Maintenant que j’ai indiqué les possibles archétypes de l’Ur-fascisme, permettez-moi de conclure. Le matin du 27 juillet 1943, j’appris que la radio avait annoncé la chute du fascisme et l’arrestation de Mussolini. Ma mère m’envoya acheter le journal. J’allai au kiosque le plus proche. Là, je vis que des journaux, il y en avait beaucoup, mais qu’ils avaient tous des noms différents. En outre, après un bref coup d’œil aux titres, je m’aperçus que chacun disait des choses différentes. J’en achetai un, au hasard, et je lus un message publié en première page, signé par cinq ou six partis politiques, la Démocratie chrétienne, le Parti communiste, le Parti socialiste, le Parti d’Action, le Parti libéral.

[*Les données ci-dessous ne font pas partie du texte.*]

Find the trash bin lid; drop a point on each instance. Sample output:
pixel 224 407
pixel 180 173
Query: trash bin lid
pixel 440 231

Jusqu’alors, je croyais qu’il n’y avait qu’un seul parti par pays et qu’en Italie, c’était le Parti National Fasciste. Je découvrais que, dans mon pays, il pouvait y avoir différents partis en même temps. Plus encore : comme j’étais un petit garçon éveillé, je me dis que tant de partis n’avaient pu naître du jour au lendemain. Je compris qu’ils existaient déjà sous forme d’organisations clandestines.

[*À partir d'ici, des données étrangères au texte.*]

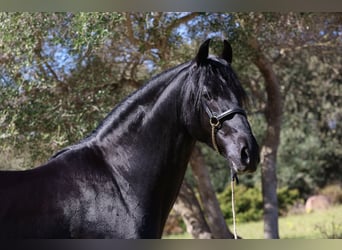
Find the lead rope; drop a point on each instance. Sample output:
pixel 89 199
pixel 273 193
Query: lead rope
pixel 214 125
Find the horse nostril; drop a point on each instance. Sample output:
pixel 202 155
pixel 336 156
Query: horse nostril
pixel 245 159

Le message célébrait la fin de la dictature et le retour de la liberté : liberté de parole, de presse, d’association politique. Ces mots, liberté, dictature — mon Dieu — je les lisais pour la première fois de ma vie. Grâce à ces nouveaux mots, je renaissais en tant qu’homme libre occidental.

Nous devons veiller à ce que le sens de ces mots ne soit pas oublié de nouveau. L’Ur-fascisme est toujours autour de nous, parfois en civil. Ce serait tellement plus confortable si quelqu’un s’avançait sur la scène du monde pour dire : « Je veux rouvrir Auschwitz, je veux que les chemises noires reviennent parader dans les rues italiennes ! » Hélas, la vie n’est pas aussi simple. L’Ur-fascisme est susceptible de revenir sous les apparences les plus innocentes. Notre devoir est de le démasquer, de montrer du doigt chacune de ses nouvelles formes — chaque jour, dans chaque partie du monde. Je laisse une nouvelle fois la parole à Roosevelt : « J’ose dire que si la démocratie américaine cessait de progresser comme une force vive, cherchant jour et nuit, par des moyens pacifiques, à améliorer la condition de nos citoyens, la force du fascisme s’accroîtra dans notre pays » (4 novembre 1938). Liberté et Libération sont un devoir qui ne finit jamais. Telle doit être notre devise : « N’oubliez pas. »

Permettez-moi de terminer par une poésie de Franco Fortini :

Sur le parapet du pont
Les têtes des pendus
Dans l’eau de la source
La bave des pendus

Sur le pavé du marché
Les ongles des fusillés
Sur l’herbe séchée du pré
Les dents des fusillés.

Mordre l’air mordre les pierres
Notre chair n’est plus celle d’hommes

Mordre l’air mordre les pierres
Notre cœur n’est plus celui d’hommes.

Mais nous avons lu dans les yeux des morts
Et sur terre, la liberté, nous la ferons
Mais ils l’ont serrée, les poings des morts,
La justice que nous ferons.

[1] Utilisé actuellement en logique pour désigner des ensembles flous, aux contours imprécis, le terme fuzzy pourrait se traduire par flou, confus, imprécis, voilé. (NdA)

[2] Andreï Jdanov est un homme politique soviétique, proche collaborateur de Staline. Il a joué un grand rôle dans la politique culturelle de l’URSS.

[3] L’envie du pénis est, d’après Freud, le fantasme féminin de récupération du pénis manquant.